Sebta : « Le sécurisation des frontières est un échec »
Ali Zoubeidi, chercheur et spécialiste en migrations, revient sur les causes profondes de cette nouvelle vague de départs. Il note « l’échec » de la sécurisation des frontières et « le bricolage » des pouvoirs publics dans la région. Analyse.

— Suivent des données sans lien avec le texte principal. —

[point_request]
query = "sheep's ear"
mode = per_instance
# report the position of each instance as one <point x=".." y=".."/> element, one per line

ENASS.ma : Quelle lecture faites-vous de cette nouvelle vague migratoire vers Sebta occupée durant le mois d’août ? Peut-on la comparer avec celle de mai 2021 ?
« Les arrivées à Sebta en mois d’avril et mai ont encouragés de nouveaux départs en aout ».
Ali Zoubeidi : Je ne crois pas que ce soit comparable à celle de mai 2021. À cette époque, cette « crise » était liée à une pression politique et une tension diplomatique entre le Maroc et l’Espagne. Si l’on doit comparer cette nouvelle vague, je dirai qu’elle est proche en termes d’ampleur et de pression avec les évènements de juin 2022 autour de Melilla. Avec la différence que l’entrée s’est faite par voie terrestre en 2022 tandis qu’aujourd’hui ce sont des tentatives de franchir une « barrière » maritime. Selon les entretiens que je suis en train de réaliser avec quelques jeunes qui ont tenté d’atteindre Sebta, ils me confirment tous, que ce sont surtout les conditions météorologiques qui ont favorisé ces départs. Les tentatives se déroulent toute l’année. Les arrivées à Sebta au mois d’avril et mai ont encouragés de nouveaux départs en août, avec ce modus operandi financièrement peu coûteux. Ces départs ont causé des disparus en mer et le bilan devrait se préciser durant les prochaines semaines.
Est-ce que cette nouvelle vague ne confirme pas les limites de la sécurisation des frontières, dans une zone quasi-militarisée avec des investissements colossaux dans ce domaine ?
« Faire le constat d’échec de ces politiques de sécurisation de la gestion des migrations ».
AZ : Objectivement, nous ne saurons que faire le constat sur l’échec de ces politiques de sécurisation et de gestion des migrations. Malgré les efforts du côté des forces de l’ordre marocaines et espagnoles, nous nous retrouvons avec plus de victimes. Les flux sont toujours présents mais les restrictions à la mobilité sont organisées par les politiques de visas. Le Pacte mondiale pour des migrations sûres, ordonnées et régulières n’a pas donné de résultats. Les programmes inspirés de ces trois principes sont très rares. En même temps, personne ne peut arrêter la mobilité, d’autant plus que les causes profondes sont toujours présentes. Les facteurs de répulsion persistent. C’est une histoire qui se répète depuis 2004 avec une « crise » amplifiée par des frontières hermétiques.
« Le Pacte mondiale pour des migrations sûres, ordonnées et régulières n’a pas donné de résultats »
La situation entre M’dieq et Sebta peut-elle s’expliquer par le nouveau régime de mobilité imposée depuis 2022 aux habitants du nord du Maroc (imposition de visa), ou bien cette migration irrégulière s’inscrit dans la longue histoire du hrig des Marocains démarrés depuis les années 80 et 90 ?
AZ : La pandémie du Covid-19 a créé une nouvelle situation dans cet espace. La fermeture de la frontière, une crise socio-économique, les manifestations des habitants et l’inflation, sont les push factors de cette nouvelle forme de migration irrégulière. En réponse à cette situation économique difficile, les autorités ont agi par du bricolage économique et sécuritaire. Des emplois ont été promis dans les zones franches du nord, mais sans le réel sur le terrain, les programmes Intelaka et Awrach n’ont pas eu l’effet escompté. Donc, une crise s’est installée dans cette zone de circulation historique. La crise se prolonge aussi à Sebta. Dans ce contexte, la culture du départ est une obsession chez les hommes mariés ou même célibataires. Du côté des habitants, la seule solution est de partir. Côté officiel, on privilégie le bricolage et la gestion à très court terme.